Les ordonnances Macron s’inscrivent dans le long processus de reconquête du patronat français pour reprendre au monde du travail toutes les conquêtes sociales que ce dernier, lui a arraché depuis plus d’un siècle. Le capitalisme ne supporte aucune résistance et aucun recul qui lui fasse perdre du pouvoir et, bien sûr, de l’argent.

Le long mais régulier détricotage de notre modèle social mis en place à la libération, en
1944, continue plus sûrement que notre capacité à conquérir de nouveaux acquis sociaux. Le
patronat français des années sombres de 1940 à 1945 a largement profité du régime nazi et
de celui de la collaboration. Les fascistes français, les opportunistes de tout poil, dont une
grande partie du patronat français se sont lancés, dans la collaboration avec le régime nazi
pour y trouver un intérêt à leur enrichissement personnel. Peu importe les conséquences pour le peuple et pour la patrie tout entière.
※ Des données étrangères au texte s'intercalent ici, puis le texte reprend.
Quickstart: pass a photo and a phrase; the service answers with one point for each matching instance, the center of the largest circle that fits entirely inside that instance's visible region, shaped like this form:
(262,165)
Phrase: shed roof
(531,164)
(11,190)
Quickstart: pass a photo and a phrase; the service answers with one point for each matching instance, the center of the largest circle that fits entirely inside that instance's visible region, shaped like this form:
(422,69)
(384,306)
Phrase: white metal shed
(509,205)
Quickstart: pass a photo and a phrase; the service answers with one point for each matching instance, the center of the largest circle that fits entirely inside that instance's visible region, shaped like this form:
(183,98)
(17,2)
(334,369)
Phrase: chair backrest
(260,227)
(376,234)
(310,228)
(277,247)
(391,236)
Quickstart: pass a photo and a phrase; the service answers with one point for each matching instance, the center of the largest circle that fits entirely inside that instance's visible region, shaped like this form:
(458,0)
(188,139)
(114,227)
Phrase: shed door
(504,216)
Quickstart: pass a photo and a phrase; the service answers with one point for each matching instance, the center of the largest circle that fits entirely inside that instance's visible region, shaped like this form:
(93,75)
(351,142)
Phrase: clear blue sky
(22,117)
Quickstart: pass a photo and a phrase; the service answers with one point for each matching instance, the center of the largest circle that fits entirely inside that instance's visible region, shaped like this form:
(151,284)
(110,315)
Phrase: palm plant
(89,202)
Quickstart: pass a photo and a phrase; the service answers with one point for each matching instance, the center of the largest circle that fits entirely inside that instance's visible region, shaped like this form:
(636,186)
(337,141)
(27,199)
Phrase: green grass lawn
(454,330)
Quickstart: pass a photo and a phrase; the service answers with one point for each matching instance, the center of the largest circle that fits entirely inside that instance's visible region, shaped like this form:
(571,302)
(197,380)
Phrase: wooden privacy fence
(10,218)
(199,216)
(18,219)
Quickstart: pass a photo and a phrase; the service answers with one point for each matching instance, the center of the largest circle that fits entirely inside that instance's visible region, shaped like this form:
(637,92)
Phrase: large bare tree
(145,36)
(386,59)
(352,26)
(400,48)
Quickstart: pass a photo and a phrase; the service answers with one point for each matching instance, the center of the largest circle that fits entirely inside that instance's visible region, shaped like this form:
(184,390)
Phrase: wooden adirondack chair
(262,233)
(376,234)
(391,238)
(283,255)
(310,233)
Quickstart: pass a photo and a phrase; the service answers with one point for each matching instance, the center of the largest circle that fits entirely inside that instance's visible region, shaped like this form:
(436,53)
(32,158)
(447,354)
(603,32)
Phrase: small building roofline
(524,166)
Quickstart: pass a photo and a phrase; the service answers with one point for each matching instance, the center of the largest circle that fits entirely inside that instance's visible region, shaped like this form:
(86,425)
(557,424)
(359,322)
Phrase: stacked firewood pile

La Confédération Générale de la Production Française est créée en 1919 et rassemble le
patronat français dont le célèbre Comité des forges. Cette confédération, la CGPF, va se
compromettre sans complexe avec le fascisme. Elle contribue de façon active à la Cagoule,
aux groupes factieux jusqu’au putsch raté de 1934. Le mouvement populaire qui va s’ensuivre et la réaction du Peuple, qui va porter au pouvoir les élus du Front Populaire, va contrecarrer ses plans et le patronat va être obligé de subir les décisions de l’exécutif sur lequel, à l’époque il n’avait pas de prise au sein des mouvements de gauche. Les délégués du Personnel, les congés payés, la semaine de quarante heures, les Conventions collectives et surtout le fameux principe de faveur….un vrai camouflet pour le patronat français.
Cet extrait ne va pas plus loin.